Practical Steps to get your Company POPI Compliant

In general terms you will have to look at putting the following in place (not a closed list) to finalise the POPI Compliance process:

1. Register with the Information Regulator as the Information Officer (i.e. the head of the business).
2. Update all employment contracts with contract provisions relating to POPI (e.g.
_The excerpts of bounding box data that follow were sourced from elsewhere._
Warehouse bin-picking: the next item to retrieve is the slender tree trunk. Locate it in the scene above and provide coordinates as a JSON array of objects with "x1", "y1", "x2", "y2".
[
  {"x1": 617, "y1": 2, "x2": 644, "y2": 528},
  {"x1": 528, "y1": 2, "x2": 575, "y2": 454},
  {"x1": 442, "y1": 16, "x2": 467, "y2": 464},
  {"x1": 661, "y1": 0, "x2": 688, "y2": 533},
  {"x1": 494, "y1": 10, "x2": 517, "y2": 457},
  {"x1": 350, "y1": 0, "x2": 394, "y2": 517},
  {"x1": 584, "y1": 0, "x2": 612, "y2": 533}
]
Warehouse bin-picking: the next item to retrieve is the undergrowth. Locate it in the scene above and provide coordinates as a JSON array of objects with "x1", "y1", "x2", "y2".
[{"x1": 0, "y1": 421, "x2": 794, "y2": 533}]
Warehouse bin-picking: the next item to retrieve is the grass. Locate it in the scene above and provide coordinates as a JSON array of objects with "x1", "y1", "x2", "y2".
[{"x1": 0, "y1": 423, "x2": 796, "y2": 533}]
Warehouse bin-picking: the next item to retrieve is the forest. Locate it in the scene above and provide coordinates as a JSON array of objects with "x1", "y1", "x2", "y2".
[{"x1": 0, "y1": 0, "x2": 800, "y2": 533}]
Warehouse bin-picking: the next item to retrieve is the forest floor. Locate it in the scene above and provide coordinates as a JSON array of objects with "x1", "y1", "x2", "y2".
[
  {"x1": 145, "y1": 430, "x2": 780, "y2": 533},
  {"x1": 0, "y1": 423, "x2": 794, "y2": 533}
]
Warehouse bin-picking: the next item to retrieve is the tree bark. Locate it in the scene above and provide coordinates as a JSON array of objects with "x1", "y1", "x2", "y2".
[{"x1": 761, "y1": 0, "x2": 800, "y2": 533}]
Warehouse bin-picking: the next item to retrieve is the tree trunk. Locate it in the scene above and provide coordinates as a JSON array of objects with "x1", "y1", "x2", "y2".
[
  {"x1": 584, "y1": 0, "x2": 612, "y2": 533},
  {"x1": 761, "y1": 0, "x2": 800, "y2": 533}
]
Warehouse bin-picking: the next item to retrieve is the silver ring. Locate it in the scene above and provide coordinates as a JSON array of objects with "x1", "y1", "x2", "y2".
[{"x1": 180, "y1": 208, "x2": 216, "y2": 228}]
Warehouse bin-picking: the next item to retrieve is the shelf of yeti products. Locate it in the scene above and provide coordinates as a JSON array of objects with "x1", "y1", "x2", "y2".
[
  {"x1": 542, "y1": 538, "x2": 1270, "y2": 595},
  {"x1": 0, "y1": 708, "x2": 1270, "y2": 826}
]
You hereby consent that we may process your personal information during the course and scope of employment for XYZ reason…);
3. Emails – Put a proper email footer in place which informs the receiver of their obligation;
4. Website – Put a privacy policy on your website that is easy to access which sets out the client’s rights and obligations / what you will do with their personal information etc.;
5. Website – Make sure you have updated Terms of Use / Terms and Conditions accessible on your website which stipulates how the services will be completed/ how does refunds take place/ who is the Information officer etc;
6. PAIA Manual – Prepare a PAIA manual for your company, which is basically a roadmap of which data you store / how can a third-party access that data etc. (check first if you’re exempt of compiling one / if the deadline for implementation has been extended again);
7. Information and Communication Technology – make sure all your ICT has security protocols in place like anti-virus / passwords / limited access by staff etc.
8. Contractors / suppliers – put contracts in place with Third Parties which deal with the sharing of data with third parties / who is responsible for what / what safeguards will they put in place etc.
9. Clients – ensure all clients consent to you processing their personal information / they are aware of their rights relating to their information / they know for what purpose you need the information etc.